De municipalistische schaal
‘Een stad is geen land.’ Dat schrijft stadsonderzoeker Eric Corijn en hij licht dat statement nader toe in zijn recent boek ‘Vlaanderen ontwaakt, tegen de grondstroom’ waarin hij een tegenhegemonisch vertoog houdt om een nieuwe politiek ter linkerzijde te ontwikkelen. [i] Hij vertrekt daarvoor van de constatering dat de periode van de natiestaten die in de 19de eeuw ontstonden voorbij is. Het brede politieke plaatje dat hij in dat boek schetst gaat uit van een meerschalig denken én handelen. Niet in de eerste plaats nationaal dus, maar zowel op grotere (internationale) als kleinere (stedelijke) schaal. Om de huidige neoliberale hegemonie te betwisten, pleit hij voor een Europese stedenpartij met een ecosocialistisch programma. Zijn redenering loopt als volgt: hoewel de politieke organisatie van het samenleven nog steeds vooral gebeurt vanuit nationale en internationale instellingen, verloopt het reële leven van de mensen op veel kleinere schaal. Onderzoek wijst uit dat het dagelijks leven van de meeste mensen zich afspeelt binnen een straal van 30 kilometer, het functioneel stedelijke gebied genoemd. Het gaat dan om een centrumstad samen met de randgemeenten. In Europa telt men zo’n 70 gebieden met meer dan een miljoen inwoners, plus nog enkele tientallen steden van boven het half miljoen. De meerderheid van de Europeanen leeft vandaag in zo’n 500 steden van boven de 150.000 inwoners. Dat stedennetwerk komt nauwelijks in beeld op de mentale kaart van de EU. Het is precies op dat vlak nochtans dat de burgers in hun leefomgeving kunnen worden gemobiliseerd. Dat is de municipalistische schaal en op dat bestuursniveau gebeuren intussen mooie zaken. [ii]
De 99 van Amsterdam
Amsterdam is daarvan een mooi voorbeeld. Intussen vier jaar geleden kwam een progressieve ploeg aan het bestuur in de Nederlandse hoofdstad, die zich aansloot bij het Fearlesss City -netwerk van progressieve steden in Europa. Daarvoor werd de ‘99 van Amsterdam’ opgericht. Het is een doe- en denktank die zich inzet voor een rechtvaardige, duurzame en inclusieve stad door inspirerende mensen, ideeën en initiatieven uit Amsterdam en andere steden in binnen- en buitenland met elkaar te verbinden. De 99 van Amsterdam en Cities for Change worden mogelijk gemaakt door de Gemeente Amsterdam. De naam verwijst naar twee soorten 99. De 99 wijken van Amsterdam waar de Amsterdammers wonen en leven. En de 99 verwijst naar de 99 procent van de wereld, de overgrote meerderheid van de mensen die uitgesloten is van macht. In de naam ligt een rechtvaardig Amsterdam besloten dat de dromen weerspiegelt van de 99 procent in de 99 wijken van Amsterdam.
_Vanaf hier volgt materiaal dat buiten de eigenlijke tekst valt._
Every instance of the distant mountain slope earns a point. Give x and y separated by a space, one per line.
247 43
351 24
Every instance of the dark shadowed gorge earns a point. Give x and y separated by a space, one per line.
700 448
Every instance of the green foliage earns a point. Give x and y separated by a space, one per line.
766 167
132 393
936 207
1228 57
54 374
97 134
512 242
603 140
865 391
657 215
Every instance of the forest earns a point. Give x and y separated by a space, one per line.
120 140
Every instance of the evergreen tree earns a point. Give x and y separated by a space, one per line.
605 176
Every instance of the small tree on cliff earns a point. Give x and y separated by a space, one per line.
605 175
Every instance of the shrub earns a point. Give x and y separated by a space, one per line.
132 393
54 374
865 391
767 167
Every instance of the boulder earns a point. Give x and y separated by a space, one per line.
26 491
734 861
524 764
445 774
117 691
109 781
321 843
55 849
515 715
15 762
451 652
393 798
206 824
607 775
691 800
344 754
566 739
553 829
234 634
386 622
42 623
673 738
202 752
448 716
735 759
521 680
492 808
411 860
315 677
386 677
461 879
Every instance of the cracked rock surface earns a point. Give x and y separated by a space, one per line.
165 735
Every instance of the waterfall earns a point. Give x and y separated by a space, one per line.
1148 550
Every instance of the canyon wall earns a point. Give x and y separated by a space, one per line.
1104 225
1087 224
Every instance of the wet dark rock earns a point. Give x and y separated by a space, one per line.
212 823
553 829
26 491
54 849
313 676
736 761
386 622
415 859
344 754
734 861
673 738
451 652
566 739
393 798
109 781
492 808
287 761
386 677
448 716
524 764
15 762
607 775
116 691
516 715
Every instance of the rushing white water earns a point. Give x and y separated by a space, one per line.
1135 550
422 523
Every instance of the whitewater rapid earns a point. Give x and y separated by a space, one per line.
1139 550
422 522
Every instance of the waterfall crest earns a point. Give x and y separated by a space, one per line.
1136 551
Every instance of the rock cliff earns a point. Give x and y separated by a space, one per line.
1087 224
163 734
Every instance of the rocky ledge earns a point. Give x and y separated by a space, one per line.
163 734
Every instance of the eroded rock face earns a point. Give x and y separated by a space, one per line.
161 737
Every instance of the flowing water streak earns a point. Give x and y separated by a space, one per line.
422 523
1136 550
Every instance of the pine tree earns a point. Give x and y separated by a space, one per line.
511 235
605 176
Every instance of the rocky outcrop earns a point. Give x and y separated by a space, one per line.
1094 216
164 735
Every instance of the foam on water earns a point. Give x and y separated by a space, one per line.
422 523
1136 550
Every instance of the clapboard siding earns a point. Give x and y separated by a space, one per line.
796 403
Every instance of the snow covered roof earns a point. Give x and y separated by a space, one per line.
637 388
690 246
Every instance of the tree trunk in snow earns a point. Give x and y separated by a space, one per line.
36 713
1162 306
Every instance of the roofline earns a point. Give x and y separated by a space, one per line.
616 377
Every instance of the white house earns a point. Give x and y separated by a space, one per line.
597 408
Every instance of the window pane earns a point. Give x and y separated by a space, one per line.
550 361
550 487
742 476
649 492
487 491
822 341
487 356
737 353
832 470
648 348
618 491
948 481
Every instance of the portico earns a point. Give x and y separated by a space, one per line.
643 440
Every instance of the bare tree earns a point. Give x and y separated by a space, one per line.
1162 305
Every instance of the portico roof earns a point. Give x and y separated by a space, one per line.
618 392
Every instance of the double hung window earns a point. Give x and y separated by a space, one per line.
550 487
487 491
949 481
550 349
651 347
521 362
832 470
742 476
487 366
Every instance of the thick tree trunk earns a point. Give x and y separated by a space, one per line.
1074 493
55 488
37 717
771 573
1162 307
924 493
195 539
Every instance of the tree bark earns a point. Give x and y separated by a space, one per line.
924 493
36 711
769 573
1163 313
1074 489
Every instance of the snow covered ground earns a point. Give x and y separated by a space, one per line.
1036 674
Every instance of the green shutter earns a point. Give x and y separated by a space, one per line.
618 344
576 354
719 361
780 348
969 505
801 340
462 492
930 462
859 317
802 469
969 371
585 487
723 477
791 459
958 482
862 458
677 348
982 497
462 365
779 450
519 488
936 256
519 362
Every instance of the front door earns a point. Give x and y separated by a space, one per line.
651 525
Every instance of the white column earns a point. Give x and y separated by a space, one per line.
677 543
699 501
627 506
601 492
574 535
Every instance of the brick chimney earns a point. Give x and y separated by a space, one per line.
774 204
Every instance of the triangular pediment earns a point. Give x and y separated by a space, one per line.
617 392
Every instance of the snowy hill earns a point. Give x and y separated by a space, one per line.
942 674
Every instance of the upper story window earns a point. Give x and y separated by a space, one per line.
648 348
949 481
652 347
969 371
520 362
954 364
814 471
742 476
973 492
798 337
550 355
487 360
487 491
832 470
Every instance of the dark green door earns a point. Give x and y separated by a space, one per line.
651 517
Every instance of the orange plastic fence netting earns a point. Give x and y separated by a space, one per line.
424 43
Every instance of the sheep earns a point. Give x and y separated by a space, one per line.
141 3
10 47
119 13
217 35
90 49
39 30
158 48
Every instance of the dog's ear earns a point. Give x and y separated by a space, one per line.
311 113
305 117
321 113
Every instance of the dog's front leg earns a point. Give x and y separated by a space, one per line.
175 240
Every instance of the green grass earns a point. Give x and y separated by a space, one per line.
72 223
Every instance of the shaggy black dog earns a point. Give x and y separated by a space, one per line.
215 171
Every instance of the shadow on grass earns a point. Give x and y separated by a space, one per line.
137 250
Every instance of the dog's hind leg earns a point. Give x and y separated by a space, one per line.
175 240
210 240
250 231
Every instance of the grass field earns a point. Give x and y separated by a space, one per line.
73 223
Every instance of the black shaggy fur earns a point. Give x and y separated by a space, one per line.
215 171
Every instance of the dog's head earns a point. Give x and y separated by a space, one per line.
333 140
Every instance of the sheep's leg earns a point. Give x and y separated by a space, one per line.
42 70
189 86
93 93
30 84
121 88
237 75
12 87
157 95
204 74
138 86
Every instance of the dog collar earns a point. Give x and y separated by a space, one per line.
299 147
Verander de wereld, begin bij de stad
In maart 2022 gaven de 99vanAmsterdam een eenmalig municipalistisch magazine uit met de ambitieuze titel ‘Verander de wereld, begin bij de stad. Think global, act local’, citeerde wethouder duurzaamheid en ruimtelijke ordening Marieke van Doorninck deze bekende slogan tijdens het Cities for Change Forum. Dus: verander de wereld, begin bij de stad. Dat is het motto van de 99 van Amsterdam. Het magazine is een uitermate boeiend en fraai in woord en beeld gebracht verslag van de onderzoeken en projecten en andere producten die in de periode van 2019 tot 2021 gelopen hebben waaronder ook de opbrengsten van het internationale Cities for Change Forum in het voorjaar van 2021. Het geeft een inzicht in de mogelijkheden en beperkingen van een andere aanpak van een behoorlijk grote stad in een kapitalistische, geglobaliseerde wereld waar volgens hen toch ‘een sociale, duurzame en democratische economie’ binnen handbereik zou kunnen liggen. Rutger Groot Wassink, wethouder Sociale Zaken, Diversiteit en democratisering van de Gemeente Amsterdam schrijft in zijn hoopvolle inleiding ‘Wij willen dat mensen en toekomstige generaties de wedstrijd winnen’ en hij doelt daarmee op ‘Spelregels voor de economie van de 21ste eeuw’. In zeker zin is Amsterdam, zoals ook steden als Barcelona en Grenoble, een buitenbeentje omdat het over progressieve overheden gaan die die niet (partij)politieke bewegingen van onderuit van mondige burgers uitdrukkelijk in het stedelijk beleid willen betrekken. Michel Bauwens van de p2p-foundation spreekt in dat verband van ‘partneroverheden’ voor wie burgerparticipatie geen loze woorden zijn, maar juist de hoeksteen vormt van een nieuw stedelijk beleid op municipalistische basis. Zoals ook Eric Corijn betoogt is de stad de plek waar de crises in de wereld zich het duidelijkst manifesteren. De stad en de wijken zijn het niveau waarop mensen en hun organisaties zelf weer direct grip op hun leven, hun maatschappij en hun economie kunnen krijgen. En in steden biedt een progressief pragmatisme de politieke basis om concreet te werken aan oplossingen voor de mondiale problemen.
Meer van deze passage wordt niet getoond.